В эти годы Пришвин продолжает много заниматься фотографией. Увлечение фотографией оказалось для писателя способом изучения нового языка — языка зрительного образа, открыло новые возможности изучения мира. Пришвин планирует иллюстрировать свои книги, как когда-то первую «В краю непуганых птиц» (1906), собственными фотографиями. Авторская фотография, помещенная в текст, в любом случае нарушает его целостность и существует в пространстве этого разрыва, заполняя его другим смыслом. Пришвин считает, что внедрение фотографий в текст способствует созданию новой художественной формы; ему как будто не хватает словесного образа, который он стремится дополнить образом визуальным; именно поэтому он планирует использовать фотографии не просто для иллюстрации, выстраивая параллельный тексту зрительный ряд, он пытается создать новое единство художественного произведения («попробовать ввести фотографии в свои рассказы, очерки как изобразительный прием»). У Пришвина нет осуществленных проектов — слишком сложной была литературная ситуация в те годы, когда он жил и писал, но большей части его произведений и его дневнику соответствует фотографический ряд, который создает визуальный образ мира, поддающийся описанию, осмыслению, взаимодействию и с записями дневника, и с его художественными произведениями.
Фотография соответствовала тому, что было свойственно художественному сознанию Пришвина: вниманию к деталям, подробностям, фактам жизни, личности, удовлетворяла его стремлению отразить свое время документально, отмечая ускользающие частности. Пришвину было важно фиксировать состояние мира — фотография гарантирует абсолютную реальность события или объекта. Пришвин-фотограф поднимает обыденную жизнь на уровень искусства («Я хочу… доказывать светописью мои видения реального мира»).
Пришвин — художник, и его отличает современное видение реальности: в фотоснимках мы находим не только классическую перспективу и панорамные кадры, но и ракурсы, крупный план (паутинки, капли, почки), серию занесенных снегом деревьев, репортажную съемку, урбанистический пейзаж, галерею портретов известных и неизвестных, даже маргинальных личностей.

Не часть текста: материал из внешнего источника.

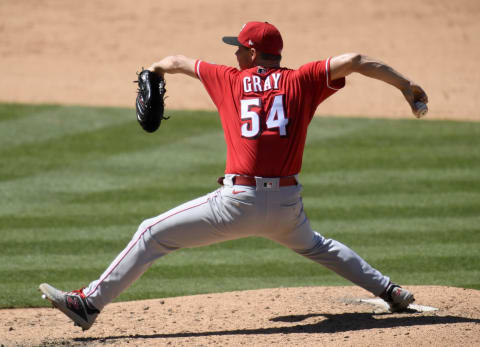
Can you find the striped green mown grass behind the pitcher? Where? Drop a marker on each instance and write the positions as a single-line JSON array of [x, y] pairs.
[[75, 182]]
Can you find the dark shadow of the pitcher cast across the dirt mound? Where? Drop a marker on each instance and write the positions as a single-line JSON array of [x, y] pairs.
[[334, 323]]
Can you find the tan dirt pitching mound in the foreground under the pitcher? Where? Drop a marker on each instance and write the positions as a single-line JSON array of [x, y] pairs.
[[311, 316]]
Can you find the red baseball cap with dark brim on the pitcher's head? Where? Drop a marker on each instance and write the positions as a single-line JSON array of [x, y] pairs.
[[262, 36]]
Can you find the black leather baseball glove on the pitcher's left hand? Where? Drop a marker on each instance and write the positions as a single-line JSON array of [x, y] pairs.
[[150, 103]]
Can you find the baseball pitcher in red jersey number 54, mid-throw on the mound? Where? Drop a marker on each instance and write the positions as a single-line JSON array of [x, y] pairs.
[[265, 110]]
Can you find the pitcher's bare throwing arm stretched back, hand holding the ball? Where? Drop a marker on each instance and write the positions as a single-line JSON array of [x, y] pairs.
[[345, 64]]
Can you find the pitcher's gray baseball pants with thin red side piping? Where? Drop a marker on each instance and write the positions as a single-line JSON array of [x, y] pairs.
[[232, 212]]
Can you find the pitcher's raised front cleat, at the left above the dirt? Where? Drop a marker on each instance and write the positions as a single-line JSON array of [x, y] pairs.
[[73, 304]]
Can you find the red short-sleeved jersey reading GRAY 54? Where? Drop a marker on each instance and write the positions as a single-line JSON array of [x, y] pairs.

Фотография давала Пришвину удивительную возможность выявления в природном ландшафте скрытого, таящегося в нем образа — и это уже творческая работа писателя со зрительным образом, это бесконечное расширение, усложнение мира («Я вздумал снять эту речку шириною в аршин с берегом в траве выше человеческого роста, и у меня получилась на фотографии почти Миссисипи и большая пустынность без признаков человеческой жизни, хотя я сам, снимая фотографию, стоял посередине реки, запачкав только подметки штиблет, а из воды высился голубой эмалированный ночной горшок с дыркой в дне. Фотографический аппарат вообще стремится к прекрасному так сильно, что мне постоянно приходится сдерживать его пыл. Можно написать повесть (фото) и потом сделать к ней фотографии, это очень легко. А я делаю сначала фотографии и к ним хочу присочинить повесть: это очень трудно; вернее, в 1-м случае трудно писать, зато легко фотографировать, а во втором наоборот. Дело не в слове и не в фотографии, а в расходе художественной энергии»).
Во-первых, обращение Пришвина к фотографии свидетельствует о том, что он не разделяет принципа преобразования жизни, так долго господствующего в русской культуре и вновь актуализированного, и обращается к принципу утверждения жизни существующей («Я с ужасом видел безумие расчета на будущую жизнь»), а во-вторых, в культурной ситуации тех лет обращение к фотографии является формой борьбы с тотальной идеологизацией культуры за зрительный образ, за реальность, повседневность, за подлинную, таящуюся в этой повседневности, жизнь («Проявляется изображение на пленке, и часто это происходит, будто глаза открываются все шире и шире… Диво! Вышло совсем не то и не так, как снимал. Откуда же это взялось? Раз уж сам не заметил, когда снимал, значит, оно само по себе и существует в «природе вещей»… и кажется тогда, что если бы удалось открыть какую-то завесу, то и будет видно, что есть красота на земле, и в ней заключается смысл»).
Больше никогда не будет у Пришвина такой роскошной охоты, такого увлечения натаской собак, как в 1926–1929 годы. Пришвин как будто припал к природе, залег на дно народной жизни, чтобы спасти — даже не жизнь, ему на самом деле в этот момент ничего не угрожает, но способность писать. Кажется, это совершается на уровне инстинкта — но, повторю, не жизни, а писательства; он ничего специально не делает для того, чтобы жить в деревне — у него нет жилья ни в Москве, ни в Ленинграде, но именно вдали от столиц он находит приемлемый для себя способ выживания, сохранения собственной идентичности, спасения себя как писателя («Моя нынешняя охота тесно переплетается с искусством писания»).